Movie #138 2020: How To Train Your Dragon (2010)

How To Train Your Dragon is one of those strange anomalies within the echelon of Dreamworks, as it remains one of few feature length animated films from the box office giant that is generally positively received by most people. Needless to say, I was expecting great things as a result of this fact.

Its plot follows the outline that you’d expect: a young man trains a dragon. Exactly what it says on the tin. Of course, there are other small facets to the story, such as the fact that the characters are all Vikings who pride themselves on being able to fight the dragons, and the idea that the main character’s Father is deeply disappointed that his son refuses to do so.

For a plot that is seemingly so simple and predictable, it’s actually still really cute. It’s difficult to articulate why this movie stands above a lot of other Dreamworks animations, but if I were to hazard a guess, it’s because there’s dragons. Put dragons in anything and it’ll be a success, right?

Rather upsettingly, I didn’t find Dragon as funny as most other animated films. Freshman Dreamworks animation Shrek, for instance, is renowned for being one of the funniest animations of all time, and this one doesn’t quite hold up to that standard. Why? There are just barely any jokes!
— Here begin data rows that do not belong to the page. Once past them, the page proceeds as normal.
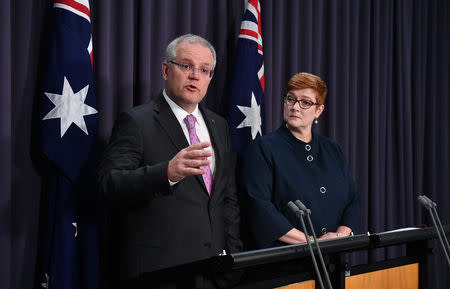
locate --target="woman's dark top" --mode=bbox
[239,124,360,248]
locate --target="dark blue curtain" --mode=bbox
[0,0,450,289]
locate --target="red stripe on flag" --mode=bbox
[248,0,259,14]
[239,29,258,39]
[55,0,91,18]
[259,74,266,92]
[258,44,263,52]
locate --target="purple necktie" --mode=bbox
[184,114,213,195]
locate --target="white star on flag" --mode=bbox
[42,76,97,138]
[236,91,262,139]
[41,273,50,288]
[72,223,78,237]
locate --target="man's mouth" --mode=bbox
[186,84,198,91]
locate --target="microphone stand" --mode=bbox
[295,200,333,289]
[288,201,325,289]
[417,195,450,267]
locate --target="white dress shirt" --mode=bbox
[163,89,216,181]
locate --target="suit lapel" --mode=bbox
[153,93,189,151]
[153,93,212,196]
[199,105,224,198]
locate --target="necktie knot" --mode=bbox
[183,114,213,195]
[184,114,196,131]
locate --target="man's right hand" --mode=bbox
[167,142,212,182]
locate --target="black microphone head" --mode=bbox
[295,200,308,211]
[295,200,311,214]
[288,201,303,215]
[417,195,430,209]
[422,195,437,207]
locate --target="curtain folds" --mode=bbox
[4,0,450,289]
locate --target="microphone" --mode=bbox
[295,200,333,289]
[422,195,437,208]
[295,200,311,215]
[288,201,325,289]
[417,196,432,209]
[417,195,450,267]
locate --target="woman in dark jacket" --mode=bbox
[240,73,360,248]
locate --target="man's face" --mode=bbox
[162,42,214,113]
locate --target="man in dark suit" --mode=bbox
[98,34,242,286]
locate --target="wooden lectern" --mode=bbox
[139,226,450,289]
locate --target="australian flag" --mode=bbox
[37,0,99,289]
[228,0,265,153]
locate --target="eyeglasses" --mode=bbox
[169,61,214,77]
[284,95,320,109]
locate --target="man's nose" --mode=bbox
[189,67,200,79]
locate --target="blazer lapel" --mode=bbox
[199,105,224,198]
[153,93,189,151]
[153,93,212,195]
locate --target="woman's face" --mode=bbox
[284,88,324,133]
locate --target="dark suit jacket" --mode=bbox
[98,94,242,279]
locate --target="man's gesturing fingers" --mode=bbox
[167,142,212,182]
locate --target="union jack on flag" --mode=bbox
[228,0,265,153]
[36,0,100,289]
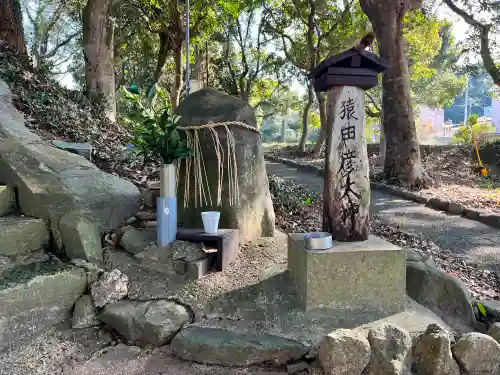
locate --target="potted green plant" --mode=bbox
[122,86,193,246]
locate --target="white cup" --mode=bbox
[201,211,220,233]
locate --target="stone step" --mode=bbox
[0,216,49,255]
[0,258,87,352]
[0,184,17,216]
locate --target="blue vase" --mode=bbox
[156,197,177,246]
[156,164,177,246]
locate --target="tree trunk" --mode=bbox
[0,0,27,55]
[170,42,182,112]
[323,86,370,241]
[299,81,314,154]
[313,92,327,155]
[83,0,116,121]
[154,32,168,83]
[361,0,431,188]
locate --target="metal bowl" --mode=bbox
[304,232,333,250]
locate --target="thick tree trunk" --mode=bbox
[83,0,116,121]
[361,0,431,188]
[299,82,314,154]
[313,92,327,155]
[170,42,182,112]
[323,86,370,241]
[0,0,27,55]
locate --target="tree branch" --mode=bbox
[443,0,500,86]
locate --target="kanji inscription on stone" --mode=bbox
[323,86,370,241]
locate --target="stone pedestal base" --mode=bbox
[288,233,406,317]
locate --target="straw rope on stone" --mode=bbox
[176,121,261,208]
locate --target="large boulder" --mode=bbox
[363,324,412,375]
[0,81,141,252]
[412,324,460,375]
[171,327,309,366]
[100,300,190,346]
[318,329,371,375]
[451,332,500,375]
[177,88,275,242]
[90,269,128,307]
[406,250,475,325]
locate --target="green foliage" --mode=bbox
[453,113,495,144]
[121,85,192,164]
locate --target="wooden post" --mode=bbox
[323,86,370,241]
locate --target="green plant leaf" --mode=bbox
[476,303,486,316]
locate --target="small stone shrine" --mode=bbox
[288,36,406,322]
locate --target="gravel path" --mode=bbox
[266,161,500,272]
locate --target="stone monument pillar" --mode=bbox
[311,35,387,241]
[323,86,370,241]
[288,38,406,324]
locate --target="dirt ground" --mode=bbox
[267,146,500,213]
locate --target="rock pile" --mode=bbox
[318,324,500,375]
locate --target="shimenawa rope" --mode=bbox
[176,121,261,208]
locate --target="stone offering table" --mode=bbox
[177,228,239,273]
[288,233,406,317]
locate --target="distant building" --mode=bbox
[491,99,500,133]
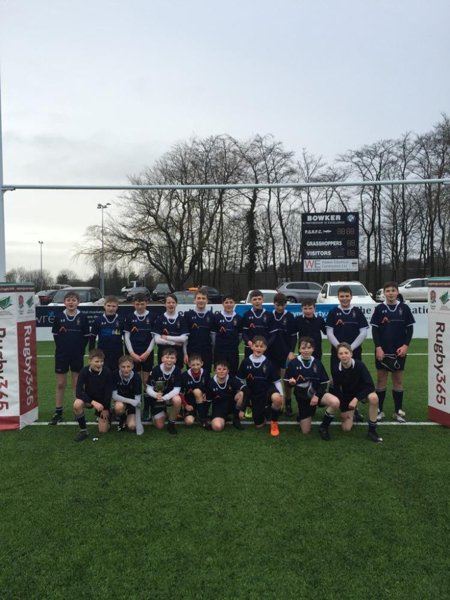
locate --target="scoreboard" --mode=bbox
[301,212,359,273]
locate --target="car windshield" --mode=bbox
[329,283,368,296]
[53,289,90,304]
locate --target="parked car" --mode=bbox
[152,283,172,302]
[241,289,278,304]
[317,281,375,304]
[35,290,58,306]
[278,281,322,302]
[189,285,223,304]
[174,290,195,304]
[125,286,152,302]
[375,277,428,302]
[49,287,105,306]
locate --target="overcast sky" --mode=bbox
[0,0,450,276]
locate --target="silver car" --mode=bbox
[277,281,322,302]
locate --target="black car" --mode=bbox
[126,287,152,302]
[152,283,172,302]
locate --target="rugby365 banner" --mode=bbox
[428,277,450,427]
[0,283,38,430]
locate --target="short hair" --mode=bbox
[298,335,316,348]
[188,352,203,362]
[118,354,134,367]
[338,285,353,296]
[252,335,267,346]
[383,281,398,291]
[88,348,105,361]
[214,358,230,370]
[250,290,264,300]
[336,342,353,354]
[133,293,147,303]
[273,292,287,304]
[161,348,177,357]
[302,298,316,306]
[64,290,80,302]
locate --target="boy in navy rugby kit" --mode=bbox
[266,293,297,417]
[153,294,188,369]
[181,354,209,429]
[242,290,269,356]
[238,335,283,437]
[89,296,124,371]
[124,294,155,420]
[325,285,369,422]
[295,300,327,360]
[183,288,214,373]
[73,349,112,442]
[284,337,339,441]
[146,347,181,434]
[326,342,383,443]
[208,360,245,431]
[49,292,90,425]
[112,354,144,435]
[370,281,415,423]
[214,296,242,375]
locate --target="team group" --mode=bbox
[49,282,414,443]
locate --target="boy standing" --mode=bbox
[285,337,339,441]
[325,285,369,423]
[73,349,112,442]
[89,296,124,371]
[370,281,415,423]
[49,292,90,425]
[242,290,269,357]
[208,360,245,431]
[181,354,209,429]
[124,294,154,420]
[214,296,242,375]
[238,335,283,437]
[295,300,327,360]
[146,347,181,434]
[184,288,214,374]
[267,293,297,417]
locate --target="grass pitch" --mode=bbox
[0,341,450,600]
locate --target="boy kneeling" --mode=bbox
[330,342,383,443]
[73,349,112,442]
[146,347,181,434]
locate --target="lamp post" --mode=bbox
[38,240,44,290]
[97,202,111,296]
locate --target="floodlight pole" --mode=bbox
[38,240,44,290]
[97,202,111,296]
[0,80,6,281]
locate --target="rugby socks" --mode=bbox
[270,408,281,423]
[375,388,386,412]
[369,419,378,433]
[320,410,334,429]
[197,402,209,423]
[75,413,87,431]
[392,390,403,413]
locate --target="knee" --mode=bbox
[73,398,84,415]
[368,392,378,406]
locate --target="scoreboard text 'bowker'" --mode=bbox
[301,212,359,273]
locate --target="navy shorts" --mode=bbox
[55,354,84,374]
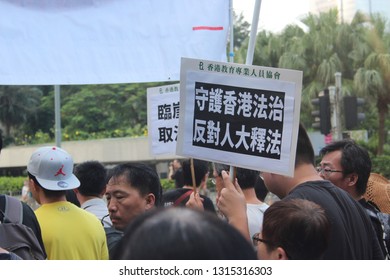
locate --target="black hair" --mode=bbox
[108,163,162,206]
[113,207,256,260]
[182,159,209,187]
[320,139,372,195]
[74,161,107,197]
[262,199,330,260]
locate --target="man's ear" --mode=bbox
[275,247,288,260]
[145,193,156,210]
[348,173,359,186]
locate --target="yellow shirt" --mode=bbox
[35,201,108,260]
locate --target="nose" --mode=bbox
[107,198,117,213]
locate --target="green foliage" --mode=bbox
[0,177,26,194]
[372,155,390,178]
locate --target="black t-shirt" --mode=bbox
[285,180,384,260]
[0,194,46,252]
[359,198,390,256]
[162,188,216,213]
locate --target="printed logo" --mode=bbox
[57,181,68,189]
[54,165,66,177]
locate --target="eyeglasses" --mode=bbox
[252,232,274,246]
[316,166,343,177]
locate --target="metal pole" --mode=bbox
[229,0,234,62]
[54,85,61,147]
[229,0,261,182]
[334,72,343,140]
[245,0,261,65]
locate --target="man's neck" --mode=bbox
[77,193,99,205]
[285,164,324,195]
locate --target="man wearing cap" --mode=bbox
[27,147,108,260]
There’s some real comedy heft within this cast, with the likes of Jonah Hill and Kristen Wiig voicing, so why not use them?

Poor writing is sadly evident in other ways, too. The main character, Hiccup, proves to be possibly the most boring leading character in any animation I’ve ever encountered. There’s literally nothing interesting about the kid; he even looks average, with a small, skinny frame and pearly white skin. Even his haircut is boring – there are no distinct things about him whatsoever. I put both the comedy failures and the lack of interest in the main character down to poor script writing, but at least Toothless (the titular dragon in question) is excellent.

Where the script is Dragon‘s downfall, the animation is its upside. I could not fault a single second of it, and it stands side by side with any other animated film ten years since its release in terms of quality.

There is an obligatory “message” in here, maintaining the animated movie trope that all of them should have one. This time it was simple: appreciate differences, be kind to one another. A message that is important, and it’s necessary for young children to learn. That’s one box that the script ticks successfully, at least.

As you can probably tell by now, this wasn’t my favourite of all time. I’m still, as of yet, able to see why it receives such rave reviews. But it’s not offensive to the eye, and still something that will undoubtedly keep kids entertained. And remember: there’s dragons!

How To Train Your Dragon is available to stream on Netflix, Now TV and Sky Cinema in the UK.